In an address Monday, Trump focused on “winning” the war and depicted an accord as a remote possibility. Both U.S. officials were careful to avoid contradicting the president, framing their comments as additional “details” and reinforcement of his message.

“We are determined to pursue the goal of a political settlement. As these terrorist groups realize that they cannot win, they will see that their best option is to pursue peace,” Nicholson said. He invited the Taliban to “lay down your arms and join Afghan society. Help build a better future for this country and your own children.”

While Trump disparaged “nation-building,” the generals recognized that political and economic reform is as important as military success. (“Llorens said it would ‘integrate all the instruments of American power,’ including diplomacy and economic support.”)

In essence, Trump’s rhetoric is a less reliable barometer of what we are actually trying to accomplish in Afghanistan.

Back from a recent trip there, Max Boot explains:

[A]ll the briefings I received from American officials were about nation-building. Admittedly, no one used that term — the preferred euphemisms are “capacity building,” “enabling” and “working by, through and with.” But the intent is the same: to create Afghan government institutions that can overcome the threats from the Taliban, the Haqqani network, the Islamic State, Al Qaeda and other Islamist terrorist groups active in that country.

The United States really has no alternatives. It is willing neither to abandon Afghanistan, that way allowing it once again to become a safe haven for transnational terrorists, nor to put the entire combat mission on the backs of United States forces, an effort that would call for the deployment of hundreds of thousands of troops.

So, contrary to Trump’s remarks, we aren’t aiming for a military victory, we are nation-building and our policy is much more similar to that of his predecessors than it is different (absent a clear improvement, namely no fixed timetables).
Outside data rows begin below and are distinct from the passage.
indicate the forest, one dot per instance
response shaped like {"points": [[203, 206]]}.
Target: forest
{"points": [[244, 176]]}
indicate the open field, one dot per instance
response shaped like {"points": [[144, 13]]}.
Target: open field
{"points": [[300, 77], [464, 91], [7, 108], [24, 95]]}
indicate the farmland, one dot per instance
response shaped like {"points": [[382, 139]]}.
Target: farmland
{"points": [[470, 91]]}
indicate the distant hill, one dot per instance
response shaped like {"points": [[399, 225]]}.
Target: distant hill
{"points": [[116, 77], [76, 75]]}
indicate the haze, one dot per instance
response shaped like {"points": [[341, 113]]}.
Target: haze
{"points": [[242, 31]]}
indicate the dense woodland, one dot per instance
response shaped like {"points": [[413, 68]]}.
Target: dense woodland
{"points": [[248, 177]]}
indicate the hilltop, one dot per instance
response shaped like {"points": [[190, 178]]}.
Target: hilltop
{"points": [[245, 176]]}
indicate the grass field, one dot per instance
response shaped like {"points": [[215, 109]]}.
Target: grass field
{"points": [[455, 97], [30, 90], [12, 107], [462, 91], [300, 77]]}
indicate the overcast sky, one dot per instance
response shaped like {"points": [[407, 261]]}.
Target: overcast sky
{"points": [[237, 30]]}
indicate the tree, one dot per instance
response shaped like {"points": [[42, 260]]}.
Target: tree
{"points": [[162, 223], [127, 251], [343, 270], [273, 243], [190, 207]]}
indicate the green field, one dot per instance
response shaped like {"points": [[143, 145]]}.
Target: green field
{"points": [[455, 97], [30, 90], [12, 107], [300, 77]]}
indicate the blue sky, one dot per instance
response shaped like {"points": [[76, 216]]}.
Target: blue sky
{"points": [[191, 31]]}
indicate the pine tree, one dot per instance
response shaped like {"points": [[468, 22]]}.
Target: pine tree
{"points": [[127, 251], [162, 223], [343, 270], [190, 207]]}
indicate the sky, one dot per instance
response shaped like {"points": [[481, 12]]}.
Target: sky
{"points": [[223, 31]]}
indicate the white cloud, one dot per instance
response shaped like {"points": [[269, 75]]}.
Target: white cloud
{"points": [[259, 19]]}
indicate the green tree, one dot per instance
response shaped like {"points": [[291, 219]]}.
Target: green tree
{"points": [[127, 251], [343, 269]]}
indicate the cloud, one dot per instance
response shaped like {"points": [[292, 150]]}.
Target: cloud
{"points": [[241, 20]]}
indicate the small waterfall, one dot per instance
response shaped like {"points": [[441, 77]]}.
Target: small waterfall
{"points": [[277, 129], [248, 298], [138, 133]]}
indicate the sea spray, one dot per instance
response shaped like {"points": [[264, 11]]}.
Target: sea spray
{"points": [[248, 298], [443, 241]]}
It’s not clear whether the speech was an attempt by the military triumvirate (Defense Secretary James Mattis, NSA Director H.R. McMaster and chief of staff John Kelly) to convince Trump he’s aiming for a “win” or to convince America we can still “win.” Perhaps it is some of both. The downside of taking Trump “seriously but not literally” in this context is clear. This is a democracy, and leaders have an obligation to be transparent with voters so they can be held accountable for their actions. As a practical matter, it’s never wise to set up voters for a surprise, namely an eventual end to fighting that leaves the Taliban in some sort of power-sharing arrangement. In other words, it would be nice if our leaders had enough confidence in themselves and faith in the American people to just tell it like it is.